After an evaluation, GNOME has moved from Bugzilla to GitLab. Learn more about GitLab.
No new issues can be reported in GNOME Bugzilla anymore.
To report an issue in a GNOME project, go to GNOME GitLab.
Do not go to GNOME Gitlab for: Bluefish, Doxygen, GnuCash, GStreamer, java-gnome, LDTP, NetworkManager, Tomboy.
Bug 761504 - W32 registry GSettings backend does not use Unicode
W32 registry GSettings backend does not use Unicode
Status: RESOLVED FIXED
Product: glib
Classification: Platform
Component: win32
unspecified
Other Windows
: Normal normal
: ---
Assigned To: gtk-win32 maintainers
gtk-win32 maintainers
Depends on:
Blocks:
 
 
Reported: 2016-02-03 14:07 UTC by LRN
Modified: 2016-02-05 09:04 UTC
See Also:
GNOME target: ---
GNOME version: ---


Attachments
registrybackend: use unicode calls intead of the ansi ones (11.83 KB, patch)
2016-02-04 07:43 UTC, Ignacio Casal Quinteiro (nacho)
none Details | Review
registrybackend: use unicode calls intead of the ansi ones (11.50 KB, patch)
2016-02-04 08:12 UTC, Ignacio Casal Quinteiro (nacho)
committed Details | Review

Description LRN 2016-02-03 14:07:53 UTC
The source code has the following comment:
> - RegCreateKeyA is used - Windows can also handle UTF16LE strings.
>   GSettings doesn't pay any attention to encoding, so by using ANSI we
>   hopefully avoid passing any invalid Unicode.

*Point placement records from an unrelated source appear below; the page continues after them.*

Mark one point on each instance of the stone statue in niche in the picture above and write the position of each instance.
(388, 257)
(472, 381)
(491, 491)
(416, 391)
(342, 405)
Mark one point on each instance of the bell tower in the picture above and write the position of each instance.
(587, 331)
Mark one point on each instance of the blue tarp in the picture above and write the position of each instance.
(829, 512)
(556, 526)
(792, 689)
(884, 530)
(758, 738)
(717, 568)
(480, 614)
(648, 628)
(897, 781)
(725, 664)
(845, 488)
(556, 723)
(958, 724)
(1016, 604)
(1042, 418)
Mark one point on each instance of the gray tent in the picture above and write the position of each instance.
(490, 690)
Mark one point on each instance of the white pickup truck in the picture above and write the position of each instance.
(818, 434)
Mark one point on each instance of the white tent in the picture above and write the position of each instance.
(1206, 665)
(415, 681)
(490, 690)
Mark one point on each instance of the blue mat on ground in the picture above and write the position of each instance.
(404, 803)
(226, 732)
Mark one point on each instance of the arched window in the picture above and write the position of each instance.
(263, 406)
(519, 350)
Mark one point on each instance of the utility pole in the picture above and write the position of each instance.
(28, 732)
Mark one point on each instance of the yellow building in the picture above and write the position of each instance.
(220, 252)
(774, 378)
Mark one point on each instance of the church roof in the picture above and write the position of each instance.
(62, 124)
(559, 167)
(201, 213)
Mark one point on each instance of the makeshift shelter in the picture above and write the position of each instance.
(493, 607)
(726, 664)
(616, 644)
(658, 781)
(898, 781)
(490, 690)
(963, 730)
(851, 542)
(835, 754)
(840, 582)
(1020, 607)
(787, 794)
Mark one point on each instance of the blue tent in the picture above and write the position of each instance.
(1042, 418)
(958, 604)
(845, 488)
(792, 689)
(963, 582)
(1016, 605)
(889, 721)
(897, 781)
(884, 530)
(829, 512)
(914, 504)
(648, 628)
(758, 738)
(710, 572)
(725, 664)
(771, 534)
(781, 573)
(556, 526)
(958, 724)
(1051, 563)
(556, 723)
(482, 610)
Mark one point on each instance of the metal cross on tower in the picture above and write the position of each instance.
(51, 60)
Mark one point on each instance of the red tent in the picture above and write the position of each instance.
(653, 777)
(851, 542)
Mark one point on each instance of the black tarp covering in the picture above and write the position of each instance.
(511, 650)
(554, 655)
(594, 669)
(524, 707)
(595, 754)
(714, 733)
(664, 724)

Doing that creates two problems:

1) The way this works is the following:
* "string" in UTF-8 is passed to registry-writing function as if it was ANSI string, encoded in ACP (active code page).
* registry function converts it to UTF16 for internal storage
* registry stores UTF16 string

* registry-reading function reads UTF16 string from the registry
* registry-reading function converts UTF16 string to ANSI string, encoding it in ACP
* ANSI string is returned to gsettings backend, which re-interprets it as UTF-8-encoded string

The problem here is that ACP is not static. It can be changed in the OS settings (the "Language for non-Unicode programs" setting).
If ACP changes, the UTF16<->ACP encoding changes, so any previously-stored UTF16 string will come back looking differently (the exact difference depends on previous and current ACP values), and interpreting it as UTF-8 string will produce different result that could even be invalid, if we're unlucky.

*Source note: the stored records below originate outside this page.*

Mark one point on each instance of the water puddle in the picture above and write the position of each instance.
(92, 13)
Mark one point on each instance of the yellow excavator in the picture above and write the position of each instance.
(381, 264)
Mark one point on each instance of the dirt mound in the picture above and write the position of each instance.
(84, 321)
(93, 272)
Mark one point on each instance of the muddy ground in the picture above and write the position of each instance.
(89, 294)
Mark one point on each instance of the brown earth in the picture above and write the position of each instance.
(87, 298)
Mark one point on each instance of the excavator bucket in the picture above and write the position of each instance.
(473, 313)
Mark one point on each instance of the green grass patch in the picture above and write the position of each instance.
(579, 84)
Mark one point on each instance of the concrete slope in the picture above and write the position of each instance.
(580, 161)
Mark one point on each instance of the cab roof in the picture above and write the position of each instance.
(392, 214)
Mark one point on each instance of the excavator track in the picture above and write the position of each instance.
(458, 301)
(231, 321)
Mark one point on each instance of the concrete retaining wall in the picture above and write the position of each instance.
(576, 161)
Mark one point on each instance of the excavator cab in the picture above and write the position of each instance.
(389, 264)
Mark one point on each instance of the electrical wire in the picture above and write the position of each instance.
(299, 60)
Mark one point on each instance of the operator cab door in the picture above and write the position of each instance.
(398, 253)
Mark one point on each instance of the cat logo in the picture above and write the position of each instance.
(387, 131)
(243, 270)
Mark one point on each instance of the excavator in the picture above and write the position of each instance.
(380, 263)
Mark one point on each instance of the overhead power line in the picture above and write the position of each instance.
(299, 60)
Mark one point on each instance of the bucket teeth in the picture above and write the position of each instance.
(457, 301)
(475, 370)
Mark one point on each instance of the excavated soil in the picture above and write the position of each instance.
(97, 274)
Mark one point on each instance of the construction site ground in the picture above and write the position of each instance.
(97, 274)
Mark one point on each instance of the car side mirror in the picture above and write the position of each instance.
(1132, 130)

2) Any other code in existence that interacts with Windows Registry has no idea that the string values stored by GSettings are, in fact, UTF8-encoded-and-then-pretended-to-be-ANSI. For such code (including the stock Registry Editor) such strings will look like garbage (though an experienced eye will recognize them as mis-represented UTF-8, there's no convenient way to access the actual string). Conversely, trying to manually set some GSettings value using Registry Editor or other non-GSettings tools will not produce desirable result when such values are later read by GSettings.
Comment 1 LRN 2016-02-03 14:13:36 UTC
I can't find any reference that indicates what the internal string encoding format for the registry is, but since UTF16 is used practically everywhere in Windows, i'm assuming that it's used for the registry as well.

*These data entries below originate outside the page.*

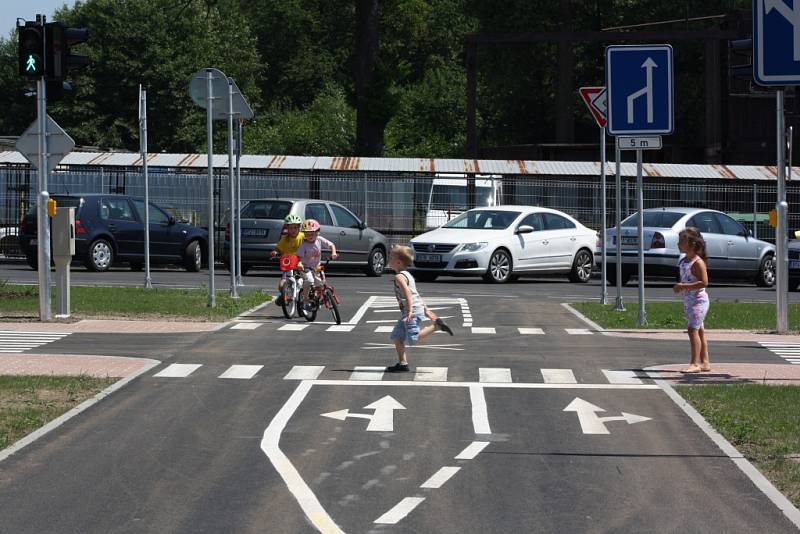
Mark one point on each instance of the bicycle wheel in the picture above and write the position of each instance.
(288, 299)
(331, 303)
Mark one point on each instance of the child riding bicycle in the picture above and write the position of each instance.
(310, 254)
(289, 243)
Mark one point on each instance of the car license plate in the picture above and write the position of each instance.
(428, 258)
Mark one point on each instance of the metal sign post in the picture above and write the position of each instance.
(148, 283)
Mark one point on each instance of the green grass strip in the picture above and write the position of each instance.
(761, 421)
(134, 302)
(30, 402)
(724, 315)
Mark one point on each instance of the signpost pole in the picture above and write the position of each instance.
(148, 283)
(232, 244)
(603, 281)
(43, 220)
(642, 317)
(618, 305)
(212, 298)
(781, 245)
(239, 205)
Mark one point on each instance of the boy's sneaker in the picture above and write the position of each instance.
(397, 368)
(443, 326)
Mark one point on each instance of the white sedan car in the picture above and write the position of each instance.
(502, 242)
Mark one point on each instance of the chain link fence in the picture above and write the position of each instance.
(398, 204)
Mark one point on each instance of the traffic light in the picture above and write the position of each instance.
(744, 69)
(31, 50)
(60, 40)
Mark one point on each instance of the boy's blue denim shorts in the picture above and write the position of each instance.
(407, 332)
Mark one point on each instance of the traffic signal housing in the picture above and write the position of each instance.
(31, 50)
(60, 40)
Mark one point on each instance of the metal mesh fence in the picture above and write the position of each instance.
(400, 205)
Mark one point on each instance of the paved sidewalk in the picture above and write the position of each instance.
(732, 373)
(102, 326)
(70, 364)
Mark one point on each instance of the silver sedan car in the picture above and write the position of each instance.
(733, 253)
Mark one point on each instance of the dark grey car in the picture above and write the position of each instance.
(262, 225)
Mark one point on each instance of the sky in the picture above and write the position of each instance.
(27, 9)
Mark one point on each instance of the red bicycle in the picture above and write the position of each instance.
(324, 295)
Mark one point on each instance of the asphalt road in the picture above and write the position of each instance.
(475, 439)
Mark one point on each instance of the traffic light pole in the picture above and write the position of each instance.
(781, 244)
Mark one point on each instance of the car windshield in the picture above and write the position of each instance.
(483, 220)
(654, 219)
(454, 197)
(266, 209)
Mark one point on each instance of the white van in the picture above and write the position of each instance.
(448, 196)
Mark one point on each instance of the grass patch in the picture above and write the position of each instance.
(134, 302)
(761, 422)
(727, 315)
(29, 402)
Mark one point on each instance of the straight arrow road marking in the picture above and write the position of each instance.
(591, 423)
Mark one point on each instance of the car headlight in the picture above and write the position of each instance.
(473, 247)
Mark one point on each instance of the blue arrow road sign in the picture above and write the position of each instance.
(640, 93)
(776, 42)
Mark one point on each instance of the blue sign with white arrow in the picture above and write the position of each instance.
(640, 89)
(776, 42)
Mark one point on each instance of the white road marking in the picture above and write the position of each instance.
(480, 415)
(178, 370)
(440, 477)
(304, 372)
(295, 327)
(431, 374)
(242, 372)
(270, 444)
(578, 331)
(558, 376)
(367, 373)
(246, 326)
(483, 330)
(531, 331)
(621, 377)
(472, 450)
(494, 374)
(400, 510)
(340, 328)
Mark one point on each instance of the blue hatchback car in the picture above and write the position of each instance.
(110, 229)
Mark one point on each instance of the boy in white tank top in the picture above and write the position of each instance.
(412, 309)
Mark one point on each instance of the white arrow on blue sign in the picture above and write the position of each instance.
(640, 89)
(776, 42)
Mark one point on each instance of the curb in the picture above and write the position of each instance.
(63, 418)
(755, 476)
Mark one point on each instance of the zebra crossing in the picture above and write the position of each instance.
(788, 351)
(372, 373)
(14, 341)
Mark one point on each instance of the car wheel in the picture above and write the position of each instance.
(581, 267)
(376, 262)
(766, 272)
(100, 256)
(500, 267)
(425, 277)
(193, 257)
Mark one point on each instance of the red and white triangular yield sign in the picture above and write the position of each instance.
(595, 99)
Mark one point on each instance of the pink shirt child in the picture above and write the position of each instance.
(310, 253)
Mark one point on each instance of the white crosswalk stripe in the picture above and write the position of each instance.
(788, 351)
(13, 341)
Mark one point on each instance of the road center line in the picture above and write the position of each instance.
(480, 415)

Anyway, the fix for this bug is to switch from ANSI to Wide-character functions, doing UTF8<->UTF16 conversion ourselves (this is a bit of a hassle for us, but should not degrade the performance, as W32 API would have done a ANSI<->UTF16 conversion anyway; it might be even faster).

Note that this will change the way GSettings interprets registry values, thus anything non-ASCII (and maybe even ASCII, depending on ACP!) that was previously stored in GSettings will be read as garbage. Some kind of autocorrection code could be added (which queries ANSI values and checks whether they look as UTF-8) to mitigate this somewhat.
Comment 2 Paolo Borelli 2016-02-03 14:28:16 UTC
(In reply to LRN from comment #1)
> Note that this will change the way GSettings interprets registry values,
> thus anything non-ASCII (and maybe even ASCII, depending on ACP!) that was
> previously stored in GSettings will be read as garbage. Some kind of
> autocorrection code could be added (which queries ANSI values and checks
> whether they look as UTF-8) to mitigate this somewhat.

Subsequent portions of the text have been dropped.